Drug-Resistant Malaria May Pose Major Threat
According to Newsweek, "A strain of drug-resistant malaria that was discovered last summer along the Thailand-Cambodia border has been been spreading throughout Southeast Asia, to Laos, Vietnam, Cambodia and Myanmar." Specifically, the samples are resistant to anti-malarial artemisinin.
The study analyzed more than 900 blood samples from malaria patients at over 55 different sites in Myanmar. The results showed that the drug-resistant bug was widespread, and dangerously close to the Indian border in the country’s Sagaing region. "Our study shows that artemisinin resistance extends over more of southeast Asia than had previously been known, and is now present close to the border with India,” wrote the researchers in the study abstract.
Indeed, major pandemics have been documented throughout the last 2000 years. Air travel today, just means they happen much faster.
The average person thinks modern medicine and hospitals can "take care of everything" but plans can't be made when a pandemic strikes 20 or 25% of the population who all want to go to the hospital in the same time period.
The WWI-1918 "Spanish Flu" was perhaps the last major pandemic, infecting 1 out of 3 people in the world and killing 10% of the world's population in about 18 months.
You do realize that Malaria is a protozoan, not a bacteria, and definitely not a virus. Vaccines are only for viruses - to prime your immune system to react and eradicate the virus when it encounters it, not to treat the infection. Not for bacteria and definitely not for protozoan. Antibiotics are for the *treatment* of bacterial infections and are not a preventative (cleanliness is the preventative). Protozoan, like Malaria, treatments are basically toxins/poisons that are poisonous to the protozoan more than they are poisonous to you (like Quinine). So, what does "Anti-Vaxxers" have to do with it? Throwing things like that out just gives the anti-sciece crowd ammunition.
Here's the article I was thinking about. From the conclusion:
http://www.nejm.org/doi/full/1...
Artemisinin Resistance in Plasmodium falciparum Malaria
Arjen M. Dondorp, M.D., François Nosten, M.D., Poravuth Yi, M.D., et al.

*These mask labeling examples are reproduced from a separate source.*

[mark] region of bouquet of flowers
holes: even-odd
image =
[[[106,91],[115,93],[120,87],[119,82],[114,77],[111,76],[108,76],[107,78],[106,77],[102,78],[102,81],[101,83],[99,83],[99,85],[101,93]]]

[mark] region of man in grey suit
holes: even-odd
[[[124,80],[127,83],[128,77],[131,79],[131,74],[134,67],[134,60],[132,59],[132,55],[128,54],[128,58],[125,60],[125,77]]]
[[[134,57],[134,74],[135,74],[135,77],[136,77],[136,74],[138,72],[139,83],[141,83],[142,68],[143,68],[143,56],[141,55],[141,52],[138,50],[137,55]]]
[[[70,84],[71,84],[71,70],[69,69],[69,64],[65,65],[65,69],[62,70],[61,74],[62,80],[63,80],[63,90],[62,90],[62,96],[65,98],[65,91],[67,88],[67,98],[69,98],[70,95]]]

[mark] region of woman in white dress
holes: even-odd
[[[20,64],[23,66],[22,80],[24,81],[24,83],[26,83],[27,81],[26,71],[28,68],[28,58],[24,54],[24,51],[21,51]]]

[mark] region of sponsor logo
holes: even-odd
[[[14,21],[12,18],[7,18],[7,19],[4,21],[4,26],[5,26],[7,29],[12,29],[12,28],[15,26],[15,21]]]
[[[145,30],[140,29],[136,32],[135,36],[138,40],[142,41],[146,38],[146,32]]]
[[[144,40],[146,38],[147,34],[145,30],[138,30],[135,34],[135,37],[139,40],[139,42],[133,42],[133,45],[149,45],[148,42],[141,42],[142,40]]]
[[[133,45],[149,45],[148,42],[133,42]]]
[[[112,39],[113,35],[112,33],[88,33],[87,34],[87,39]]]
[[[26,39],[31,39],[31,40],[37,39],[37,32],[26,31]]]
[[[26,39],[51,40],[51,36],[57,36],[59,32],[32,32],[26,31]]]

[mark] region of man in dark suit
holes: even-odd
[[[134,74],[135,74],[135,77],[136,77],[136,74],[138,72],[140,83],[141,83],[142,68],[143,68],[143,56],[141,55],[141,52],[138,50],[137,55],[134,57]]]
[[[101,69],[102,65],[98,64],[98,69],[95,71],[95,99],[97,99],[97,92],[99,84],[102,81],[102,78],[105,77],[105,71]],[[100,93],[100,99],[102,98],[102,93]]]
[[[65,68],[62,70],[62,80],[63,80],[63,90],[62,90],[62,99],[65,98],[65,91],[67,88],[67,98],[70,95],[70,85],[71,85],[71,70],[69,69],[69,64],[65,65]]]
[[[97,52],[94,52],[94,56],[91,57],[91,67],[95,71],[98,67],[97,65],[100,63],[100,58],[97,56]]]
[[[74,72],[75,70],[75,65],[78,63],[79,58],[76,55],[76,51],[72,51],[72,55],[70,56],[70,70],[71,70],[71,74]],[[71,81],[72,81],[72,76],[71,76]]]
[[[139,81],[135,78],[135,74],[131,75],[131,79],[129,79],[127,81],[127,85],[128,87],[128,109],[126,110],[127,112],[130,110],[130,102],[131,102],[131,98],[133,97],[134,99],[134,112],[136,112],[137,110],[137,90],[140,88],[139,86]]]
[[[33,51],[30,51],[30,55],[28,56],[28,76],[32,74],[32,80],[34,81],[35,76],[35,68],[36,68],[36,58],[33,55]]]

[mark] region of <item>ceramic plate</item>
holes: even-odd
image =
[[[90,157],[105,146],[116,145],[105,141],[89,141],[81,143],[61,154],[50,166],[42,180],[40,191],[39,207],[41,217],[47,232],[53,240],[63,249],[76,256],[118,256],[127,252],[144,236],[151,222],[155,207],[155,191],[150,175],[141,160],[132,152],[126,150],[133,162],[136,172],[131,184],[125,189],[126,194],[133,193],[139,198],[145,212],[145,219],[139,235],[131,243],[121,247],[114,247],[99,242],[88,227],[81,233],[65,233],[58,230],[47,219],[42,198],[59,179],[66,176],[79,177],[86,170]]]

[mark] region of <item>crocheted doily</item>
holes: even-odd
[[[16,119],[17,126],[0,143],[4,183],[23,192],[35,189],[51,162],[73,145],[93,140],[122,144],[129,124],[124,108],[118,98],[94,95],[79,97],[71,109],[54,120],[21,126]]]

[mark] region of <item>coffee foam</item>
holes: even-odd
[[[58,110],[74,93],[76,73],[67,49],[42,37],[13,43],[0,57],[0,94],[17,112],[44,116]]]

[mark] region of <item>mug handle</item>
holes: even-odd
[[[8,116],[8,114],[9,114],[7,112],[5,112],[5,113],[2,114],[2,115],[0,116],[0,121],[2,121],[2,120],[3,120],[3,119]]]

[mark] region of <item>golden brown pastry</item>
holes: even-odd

N Engl J Med 2009; 361:455-467
July 30, 2009
DOI: 10.1056/NEJMoa0808859
[Free]
Chloroquine and sulfadoxine–pyrimethamine resistance in P. falciparum emerged in the late 1950s and 1960s on the Thai–Cambodian border and spread across Asia and then Africa, contributing to millions of deaths from malaria.28,29 Artemisinins have been available as monotherapies in western Cambodia for more than 30 years, in a variety of forms and doses, whereas in most countries (other than China, where they were discovered), they have been a relatively recent introduction.1 Despite the early implementation of an active malaria-control program by the Ministry of Health of Cambodia, including the introduction of artemisinin-based combination therapies in 2001, a recent survey showed that 78% of artemisinin use in western Cambodia consisted of monotherapy provided through the private sector.30 The extended period of often-suboptimal use, and the genetic background of parasites from this region,31 might have contributed to the emergence and subsequent spread of these new artemisinin-resistant parasites in western Cambodia. In contrast, artemisinin derivatives have been used almost exclusively in combination with mefloquine on the Thai–Burmese border, where parasitologic responses to artemisinins remain good, even after 15 years of intensive use.27 Measures for containment are now urgently needed to limit the spread of these parasites from western Cambodia and to prevent a major threat to current plans for eliminating malaria.